Sat, 4, May, 2024, 5:46 pm

Development must not harm environment

Development must not harm environment

DISREGARD for environment is all but glaringly visible in all sectors of development. Unplanned development policies and consequent action relegate environment issues to secondary considerations, which will cost the country and its people heavily in the long run. Against this backdrop, the call that green activists and experts put out at a seminar on Sunday for the government to frame and implement an ecologically sound policy is something that the government should seriously consider. The people who spoke at the seminar on sustainable development rightly observed that Bangladesh, which formally adopted the Sustainable Development Goals on September 25, 2015, needed a comprehensive policy on the development of environment for a sustainable growth. Whatever development projects the public or the private sector takes up should ensure that they do not negatively impact environment. Without taking into account ecology and biodiversity, Bangladesh would not be able to meet the sustainable development goals, which emphasise the protection of environment. The demand, therefore, for an impact assessment of development projects, not in monetary but environmental terms, is what is needed for the benefits of the people.

The concept of sustainable development, advanced in 1987 by the United Nations in its Bruntland Report, was, in fact, defined as ‘development that meets the needs of the present without compromising the ability of future generations to meet their own needs.’ Bangladesh evidently lacks in fulfilling this goal. Many projects are implemented on faulty environmental impact assessments and environmental clearance certificates are issued to non-compliant industrial units. Immediate economic benefits have almost always been prioritised, sidestepping the issue of biodiversity and ecological integrity. A case in point is the recent issuances of clearance to ‘five air-polluting cement factories’ within six kilometres of the Sunderbans, the world’s largest contiguous stretch of mangrove forest, whose biodiversity has already been at risk for the Rampal Power Plant project. Moreover, unplanned industrialisation in major cities, especially Dhaka and Chattogram, has put many rivers and the surroundings in jeopardy. The government is supposed to increase forested land to 20 per cent of the country’s total landmass by 2030, but the reality is that it is losing land every year to government agencies that demand land for their establishments and development projects.

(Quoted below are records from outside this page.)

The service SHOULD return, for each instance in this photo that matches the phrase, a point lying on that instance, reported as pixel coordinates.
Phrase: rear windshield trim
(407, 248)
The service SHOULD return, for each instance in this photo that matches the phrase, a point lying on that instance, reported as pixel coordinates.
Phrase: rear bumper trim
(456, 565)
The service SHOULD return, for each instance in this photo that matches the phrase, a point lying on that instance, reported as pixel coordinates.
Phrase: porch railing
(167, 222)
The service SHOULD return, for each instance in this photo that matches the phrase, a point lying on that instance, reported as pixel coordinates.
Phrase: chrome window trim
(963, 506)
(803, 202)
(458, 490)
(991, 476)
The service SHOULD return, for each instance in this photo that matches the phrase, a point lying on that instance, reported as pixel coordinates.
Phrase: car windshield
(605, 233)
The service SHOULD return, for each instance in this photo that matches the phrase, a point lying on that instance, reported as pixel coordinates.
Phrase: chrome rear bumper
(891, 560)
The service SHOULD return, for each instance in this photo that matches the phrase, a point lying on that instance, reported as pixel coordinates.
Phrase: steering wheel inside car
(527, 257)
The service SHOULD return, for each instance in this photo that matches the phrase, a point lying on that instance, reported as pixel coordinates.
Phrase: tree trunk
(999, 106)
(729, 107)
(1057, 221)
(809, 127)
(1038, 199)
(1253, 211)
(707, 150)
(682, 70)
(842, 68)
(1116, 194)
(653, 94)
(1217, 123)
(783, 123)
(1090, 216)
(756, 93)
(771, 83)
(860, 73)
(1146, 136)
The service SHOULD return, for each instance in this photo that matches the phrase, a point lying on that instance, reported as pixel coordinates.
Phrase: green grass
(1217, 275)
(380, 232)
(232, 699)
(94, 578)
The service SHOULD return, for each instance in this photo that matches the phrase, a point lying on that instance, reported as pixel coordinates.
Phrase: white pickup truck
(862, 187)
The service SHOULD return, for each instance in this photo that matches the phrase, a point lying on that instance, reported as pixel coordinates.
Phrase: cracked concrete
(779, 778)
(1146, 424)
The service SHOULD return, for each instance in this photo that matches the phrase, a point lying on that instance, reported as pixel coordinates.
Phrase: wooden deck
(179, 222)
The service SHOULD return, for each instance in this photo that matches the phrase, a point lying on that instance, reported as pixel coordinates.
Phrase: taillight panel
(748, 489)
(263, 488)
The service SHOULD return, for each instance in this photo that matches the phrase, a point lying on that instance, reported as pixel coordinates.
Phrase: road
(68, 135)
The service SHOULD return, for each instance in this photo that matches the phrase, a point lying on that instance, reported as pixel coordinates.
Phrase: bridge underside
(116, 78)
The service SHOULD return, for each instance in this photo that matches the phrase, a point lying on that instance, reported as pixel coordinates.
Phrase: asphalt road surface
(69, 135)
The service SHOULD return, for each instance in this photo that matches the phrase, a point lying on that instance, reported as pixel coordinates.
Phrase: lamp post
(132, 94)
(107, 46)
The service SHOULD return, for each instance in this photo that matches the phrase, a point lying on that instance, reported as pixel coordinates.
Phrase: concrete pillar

The government must, under the circumstances, ensure that no development project is taken that could cost environment dearly. Before taking any projects or issuing clearance certificates to private sector projects, the government and all the authorities concerned must meticulously consider and weight the impact on environment. Any compromise with environment will further aggravate the already existing climate crisis in Bangladesh. The government, therefore, must prioritise environment issues in public interest.